President Barack Obama signed the State Children’s Health Insurance Program Reauthorization, calling it a “down-payment” on health care reform. The program, which provides health care to millions of low income children, was set to expire March 31. The new $32.8 billion package expands the program to include 4.1 million more children over four and a half years.
According to the press release we received, “Funding will come from an increase in the federal tobacco tax, which is expected to generate $31.3 billion in the next four years.”
On a related note, 160 volunteers with the American Cancer Society and American Heart Association, along with cancer survivors and family members visited Olympia today to advocate for Senate Bill 5626, which would increase the state cigarette tax by $1 a pack.
Among the group was Tessie Goheen of Bremerton. “We need to find ways to cut smoking and help prevent costly incurable disease without harming every day taxpayers,” said Tessie, a 20-year old who is currently undergoing treatment for breast cancer. “All of us are feeling the pinch of the bad economy, and this is all the more reason why we need to get creative about solving problems.”

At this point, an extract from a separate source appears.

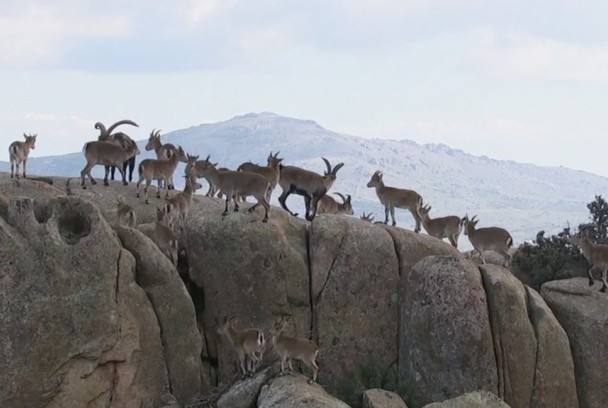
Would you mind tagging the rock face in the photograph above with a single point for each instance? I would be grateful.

Tessie, whose family has a rare genetic predisposition to cancer, has worked to start a cancer center in Kitsap County. She and other supporters of the bill hope to see the state avoid impending cuts to smoking prevention and cessation programs through the relatively “steady revenue stream” that would be provided by the tax.
I understand the concept of a “sin tax” is at once to discourage a detrimental behavior and to see some good come out of the inability or unwillingness of many to let it go. It’s the “stick” half of the carrot-and- combined with the lemonade out of lemons thing.
As for the effectiveness of the stick, I’m sure it’s been suggested elsewhere that, when it comes to addiction, price points don’t hold a lot of sway. I’m thinking if you want to apply the stick where it counts, let’s tax the tobacco companies for the privilege of adding chemicals to cigarettes that increase the addictiveness of their products.
I think everyone can agree that health care for children, smoking prevention and smoking cessation are noble goals. But does anyone else find it just a little ironic that the funding, as proposed in both pieces of legislation, absolutely relies on a certain percentage of the population continuing to smoke?
If you’re a smoker, how much would a pack of cigarettes have to cost to get you to quit?